Cable giant Liberty Global is considering separating its European and Latin American businesses.
Attending the The World Economic Forum meeting in Davos, Switzerland, Liberty Global CEO Mike Fries said the international cable operator’s European business is experiencing strong growth.
But low broadband penetration in Latin America meant that, while there remained an opportunity in the region, it could make sense for Liberty to separate that part of its business.
Liberty has already shed key assets in Australia and Asia, Austar and J:Com respectively, which Fries said has recouped the company US$6billion.
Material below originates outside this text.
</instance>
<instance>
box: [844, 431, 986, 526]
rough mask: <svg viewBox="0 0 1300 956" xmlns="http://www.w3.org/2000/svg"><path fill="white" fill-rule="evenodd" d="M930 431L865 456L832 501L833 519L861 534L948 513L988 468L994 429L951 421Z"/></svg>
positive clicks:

In an interview with CNBC, the Liberty boss admitted he was more bullish than other business leaders on the growth opportunities in Europe.
Explaining the focus on the continent, Fries told the news channel that 90% of Liberty’s business is generated in Europe today compared with 50% two years ago. He added that 70% of company revenues are generated from four key markets: Belgium, Germany, the Netherlands and Switzerland. Ireland is Liberty’s single fastest growing market, he added.
Fries went on to address how the company’s next-generation Horizon settop will address fundamental issues faced by the cable industry.
Having noted that Europe’s cablers have large customer bases, the best content and big pipes through which to deliver services, Fries said: “There are three things we don’t do well. We don’t allow you to take your television [content] to other devices, we don’t bring web apps and internet TV to the television and we don’t have a great user experience, a great user interface.”
The Horizon service, developed with Samsung and Intel, will solve those issues, he claimed.